Реальность — цвет белый

— Как вас зовут?

Пресловутый Анатолий Семенович оказался низеньким дядькой с залысинами, стыдливо прикрытыми тремя рыжими прядами. Знакомый голос — уверенно-приторный, был столь же противен, что и в снах. (Да нет же, не в снах — в реальности. В самой настоящей реальности.)

Дийку очень хотелось сказать правду — о себе, о сотнях миров, которые он посетил, но он знал, что делать этого не стоит. Хотя он плохо представлял все последствия, но догадывался, что вряд ли они окажутся для него благотворными.

— Не знаю.

Говорить было трудно: словам приходилось заново привыкать к гортани, языку и нёбу.

— Ну что ж, значит, пока вы останетесь Алексеем. Это имя ничем не хуже других. Скажите, вы что-нибудь помните из вашей прошлой жизни? Все, что угодно: имена родителей, цвет глаз любимой девушки, какой краской были выкрашены стены у вас в туалете — ну хоть что-нибудь?

«Я помню сотни рассветов и столько же закатов. Еще я помню, что солнце может быть зеленым, а дорога бесконечной…» Но вслух Дийк — нет, теперь уже Алексей — произнес другое:

— Нет, ничего не приходит в голову. Совсем ничего. Скажите, доктор, когда я смогу выйти из больницы? Я пришел в сознание. Я отлично себя чувствую.

— Помилуйте, голубчик, чем дольше вы здесь пробудете, тем лучше для вас! Нам так и не удалось выяснить, кто вы и откуда. То, что вы вышли из комы, в которой находились больше года, — чудо. Самое настоящее медицинское чудо! Но у вас почти полная амнезия, и я, увы, не могу гарантировать, что память когда-нибудь к вам вернется. Вам придется начинать жизнь с нуля, с чистого листа, и я хотел бы, чтобы вы поговорили с нашим психологом. Иначе выход в реальный мир может нанести вам тяжелую психологическую травму.

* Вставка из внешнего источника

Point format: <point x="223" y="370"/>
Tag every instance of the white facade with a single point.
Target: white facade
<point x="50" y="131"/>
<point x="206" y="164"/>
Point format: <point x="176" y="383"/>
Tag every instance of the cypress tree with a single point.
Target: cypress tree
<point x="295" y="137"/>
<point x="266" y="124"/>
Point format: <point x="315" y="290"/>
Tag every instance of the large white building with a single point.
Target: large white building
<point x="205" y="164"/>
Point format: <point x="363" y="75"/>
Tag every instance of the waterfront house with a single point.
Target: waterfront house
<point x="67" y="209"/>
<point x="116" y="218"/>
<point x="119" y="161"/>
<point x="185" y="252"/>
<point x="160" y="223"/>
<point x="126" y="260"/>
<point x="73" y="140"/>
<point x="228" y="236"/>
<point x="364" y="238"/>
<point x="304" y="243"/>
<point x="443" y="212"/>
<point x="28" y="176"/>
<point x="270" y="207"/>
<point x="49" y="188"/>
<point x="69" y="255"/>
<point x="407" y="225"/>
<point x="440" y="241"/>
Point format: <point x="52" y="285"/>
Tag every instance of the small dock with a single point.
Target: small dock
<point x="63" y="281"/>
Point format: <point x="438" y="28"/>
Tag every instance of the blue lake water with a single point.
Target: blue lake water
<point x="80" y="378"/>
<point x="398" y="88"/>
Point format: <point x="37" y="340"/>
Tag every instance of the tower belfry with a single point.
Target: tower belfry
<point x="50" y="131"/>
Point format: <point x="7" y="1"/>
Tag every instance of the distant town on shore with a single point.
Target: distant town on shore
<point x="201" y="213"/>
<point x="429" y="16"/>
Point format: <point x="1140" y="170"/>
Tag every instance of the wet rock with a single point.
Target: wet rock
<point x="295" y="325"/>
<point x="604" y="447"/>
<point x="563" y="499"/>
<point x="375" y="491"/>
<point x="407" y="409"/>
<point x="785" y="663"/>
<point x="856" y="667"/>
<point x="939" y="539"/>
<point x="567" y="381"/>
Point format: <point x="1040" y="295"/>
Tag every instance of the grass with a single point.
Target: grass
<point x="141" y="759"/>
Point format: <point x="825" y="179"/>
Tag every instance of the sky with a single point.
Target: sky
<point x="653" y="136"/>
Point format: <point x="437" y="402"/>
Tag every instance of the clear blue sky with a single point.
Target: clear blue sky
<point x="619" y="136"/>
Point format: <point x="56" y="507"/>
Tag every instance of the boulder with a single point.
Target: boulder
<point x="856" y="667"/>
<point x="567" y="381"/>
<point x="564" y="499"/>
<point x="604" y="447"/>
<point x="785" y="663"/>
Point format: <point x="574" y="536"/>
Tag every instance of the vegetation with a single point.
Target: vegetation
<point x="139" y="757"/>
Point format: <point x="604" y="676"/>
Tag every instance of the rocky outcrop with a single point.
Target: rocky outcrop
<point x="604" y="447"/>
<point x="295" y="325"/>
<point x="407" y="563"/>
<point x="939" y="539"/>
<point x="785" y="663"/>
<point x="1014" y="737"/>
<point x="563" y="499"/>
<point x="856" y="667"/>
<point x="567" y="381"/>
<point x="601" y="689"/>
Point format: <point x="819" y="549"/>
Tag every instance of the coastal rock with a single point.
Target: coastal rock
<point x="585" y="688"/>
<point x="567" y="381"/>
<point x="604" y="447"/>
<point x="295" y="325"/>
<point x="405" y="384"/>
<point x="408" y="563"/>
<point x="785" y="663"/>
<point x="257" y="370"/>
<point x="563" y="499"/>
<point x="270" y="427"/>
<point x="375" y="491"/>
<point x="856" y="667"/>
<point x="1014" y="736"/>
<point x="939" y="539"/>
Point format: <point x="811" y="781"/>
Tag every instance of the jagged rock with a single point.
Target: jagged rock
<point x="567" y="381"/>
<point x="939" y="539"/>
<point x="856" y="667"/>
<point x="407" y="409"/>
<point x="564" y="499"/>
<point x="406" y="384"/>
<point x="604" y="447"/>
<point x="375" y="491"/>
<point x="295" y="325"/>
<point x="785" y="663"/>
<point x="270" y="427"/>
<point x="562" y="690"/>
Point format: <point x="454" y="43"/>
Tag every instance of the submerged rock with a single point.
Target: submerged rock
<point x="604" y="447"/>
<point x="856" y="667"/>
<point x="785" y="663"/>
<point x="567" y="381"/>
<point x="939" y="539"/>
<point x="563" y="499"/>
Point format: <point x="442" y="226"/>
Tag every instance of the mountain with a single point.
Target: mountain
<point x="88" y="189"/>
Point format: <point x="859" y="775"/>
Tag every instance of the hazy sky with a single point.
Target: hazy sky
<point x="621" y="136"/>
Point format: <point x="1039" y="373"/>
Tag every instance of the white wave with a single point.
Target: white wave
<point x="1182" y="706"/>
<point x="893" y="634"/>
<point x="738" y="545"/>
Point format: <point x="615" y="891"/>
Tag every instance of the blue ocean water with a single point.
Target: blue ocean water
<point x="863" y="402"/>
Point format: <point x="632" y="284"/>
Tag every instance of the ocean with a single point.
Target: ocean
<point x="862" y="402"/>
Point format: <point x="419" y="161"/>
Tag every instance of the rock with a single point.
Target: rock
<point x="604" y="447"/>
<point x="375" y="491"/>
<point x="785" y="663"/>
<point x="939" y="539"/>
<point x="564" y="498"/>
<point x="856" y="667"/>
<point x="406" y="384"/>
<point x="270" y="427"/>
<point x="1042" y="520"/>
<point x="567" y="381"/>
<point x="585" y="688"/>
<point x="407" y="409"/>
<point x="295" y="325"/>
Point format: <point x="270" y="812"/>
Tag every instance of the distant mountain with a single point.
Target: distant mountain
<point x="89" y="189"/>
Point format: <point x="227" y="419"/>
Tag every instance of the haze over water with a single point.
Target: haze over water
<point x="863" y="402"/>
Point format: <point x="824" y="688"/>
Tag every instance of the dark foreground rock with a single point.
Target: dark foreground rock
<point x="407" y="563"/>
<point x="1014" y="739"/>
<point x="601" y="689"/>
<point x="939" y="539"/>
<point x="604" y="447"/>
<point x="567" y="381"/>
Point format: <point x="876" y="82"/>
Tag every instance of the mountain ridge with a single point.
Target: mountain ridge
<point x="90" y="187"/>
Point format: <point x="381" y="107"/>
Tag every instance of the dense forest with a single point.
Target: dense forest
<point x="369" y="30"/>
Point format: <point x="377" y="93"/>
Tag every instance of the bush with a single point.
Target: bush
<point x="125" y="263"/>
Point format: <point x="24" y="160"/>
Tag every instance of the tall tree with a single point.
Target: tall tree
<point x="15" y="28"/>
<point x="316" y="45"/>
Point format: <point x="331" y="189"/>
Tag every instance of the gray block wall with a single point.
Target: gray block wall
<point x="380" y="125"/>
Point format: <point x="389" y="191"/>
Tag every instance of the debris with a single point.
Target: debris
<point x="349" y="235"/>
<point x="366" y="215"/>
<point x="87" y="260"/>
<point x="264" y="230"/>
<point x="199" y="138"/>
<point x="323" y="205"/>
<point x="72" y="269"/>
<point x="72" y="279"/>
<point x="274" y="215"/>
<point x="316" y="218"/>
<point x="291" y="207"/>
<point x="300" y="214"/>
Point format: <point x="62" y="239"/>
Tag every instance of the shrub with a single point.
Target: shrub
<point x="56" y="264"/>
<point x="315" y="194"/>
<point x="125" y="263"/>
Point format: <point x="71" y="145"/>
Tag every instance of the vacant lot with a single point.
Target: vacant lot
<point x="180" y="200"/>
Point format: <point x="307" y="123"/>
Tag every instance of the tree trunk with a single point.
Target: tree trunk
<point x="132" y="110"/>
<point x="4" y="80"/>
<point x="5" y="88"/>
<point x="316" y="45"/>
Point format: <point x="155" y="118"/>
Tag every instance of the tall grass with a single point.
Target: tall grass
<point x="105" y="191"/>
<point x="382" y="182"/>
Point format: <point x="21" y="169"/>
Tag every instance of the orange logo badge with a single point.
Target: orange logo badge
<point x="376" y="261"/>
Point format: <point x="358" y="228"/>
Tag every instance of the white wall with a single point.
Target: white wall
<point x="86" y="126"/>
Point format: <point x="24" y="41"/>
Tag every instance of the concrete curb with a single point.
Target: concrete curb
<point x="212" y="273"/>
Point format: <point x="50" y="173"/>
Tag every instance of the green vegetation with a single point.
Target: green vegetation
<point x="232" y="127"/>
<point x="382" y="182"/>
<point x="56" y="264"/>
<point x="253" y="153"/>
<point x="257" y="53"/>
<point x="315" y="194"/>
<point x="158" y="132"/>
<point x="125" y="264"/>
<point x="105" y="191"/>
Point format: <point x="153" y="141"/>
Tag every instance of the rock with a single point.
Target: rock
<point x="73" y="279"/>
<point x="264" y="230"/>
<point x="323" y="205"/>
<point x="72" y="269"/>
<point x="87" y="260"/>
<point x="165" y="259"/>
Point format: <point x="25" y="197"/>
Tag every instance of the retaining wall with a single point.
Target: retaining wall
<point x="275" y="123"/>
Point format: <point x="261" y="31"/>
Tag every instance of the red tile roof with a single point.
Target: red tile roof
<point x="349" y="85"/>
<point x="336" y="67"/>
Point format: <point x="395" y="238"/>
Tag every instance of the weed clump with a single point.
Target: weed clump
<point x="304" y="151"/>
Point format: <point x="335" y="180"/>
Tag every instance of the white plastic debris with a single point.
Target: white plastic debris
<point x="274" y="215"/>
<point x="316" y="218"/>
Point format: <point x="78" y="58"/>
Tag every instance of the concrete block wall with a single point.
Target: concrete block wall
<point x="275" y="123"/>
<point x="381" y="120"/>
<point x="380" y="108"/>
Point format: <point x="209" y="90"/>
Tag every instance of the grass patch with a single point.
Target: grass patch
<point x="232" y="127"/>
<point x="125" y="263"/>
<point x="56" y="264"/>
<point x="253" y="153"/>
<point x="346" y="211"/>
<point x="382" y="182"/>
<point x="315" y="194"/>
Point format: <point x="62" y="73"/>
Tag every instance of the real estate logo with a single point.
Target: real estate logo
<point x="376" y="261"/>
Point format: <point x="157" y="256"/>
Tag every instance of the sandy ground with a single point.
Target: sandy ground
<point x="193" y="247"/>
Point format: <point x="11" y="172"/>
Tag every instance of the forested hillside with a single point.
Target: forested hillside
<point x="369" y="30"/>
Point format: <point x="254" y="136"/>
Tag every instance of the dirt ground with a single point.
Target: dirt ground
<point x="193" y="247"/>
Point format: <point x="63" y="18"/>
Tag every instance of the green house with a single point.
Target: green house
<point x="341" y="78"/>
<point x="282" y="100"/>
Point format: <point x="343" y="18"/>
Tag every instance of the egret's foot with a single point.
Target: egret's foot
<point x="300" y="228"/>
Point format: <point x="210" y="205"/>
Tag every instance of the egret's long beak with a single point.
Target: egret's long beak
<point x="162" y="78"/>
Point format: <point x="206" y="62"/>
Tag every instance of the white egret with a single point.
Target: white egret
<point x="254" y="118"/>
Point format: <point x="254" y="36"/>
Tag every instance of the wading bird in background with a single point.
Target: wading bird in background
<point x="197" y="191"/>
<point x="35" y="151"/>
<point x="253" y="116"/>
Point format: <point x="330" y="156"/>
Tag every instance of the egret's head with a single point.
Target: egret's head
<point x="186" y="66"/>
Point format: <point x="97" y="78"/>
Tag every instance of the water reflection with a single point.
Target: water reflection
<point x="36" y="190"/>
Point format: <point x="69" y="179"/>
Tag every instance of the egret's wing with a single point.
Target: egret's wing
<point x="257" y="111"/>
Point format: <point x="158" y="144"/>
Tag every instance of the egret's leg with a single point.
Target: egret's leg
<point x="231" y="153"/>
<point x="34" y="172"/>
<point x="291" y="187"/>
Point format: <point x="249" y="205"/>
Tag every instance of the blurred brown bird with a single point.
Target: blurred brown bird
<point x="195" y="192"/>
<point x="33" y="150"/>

— Мне не нужен психолог. Я прекрасно осознаю собственное положение и вполне готов к вытекающим из него трудностям. Память моя пострадала, но рассудок жив и здоров, и я не думаю, что он треснет при столкновении с реальностью.

— Мне бы ваш оптимизм! — укоризненно хихикнул доктор. — Впрочем, ваш настрой позволяет надеяться на лучшее, не скрою. Хорошо, денька через два мы вас выпишем, раз вы так настаиваете. Да, вот еще что: с вами хочет пообщаться один человек. Тот, кто оплачивал ваше лечение, благодаря кому вас не отключили от аппаратуры жизнеобеспечения.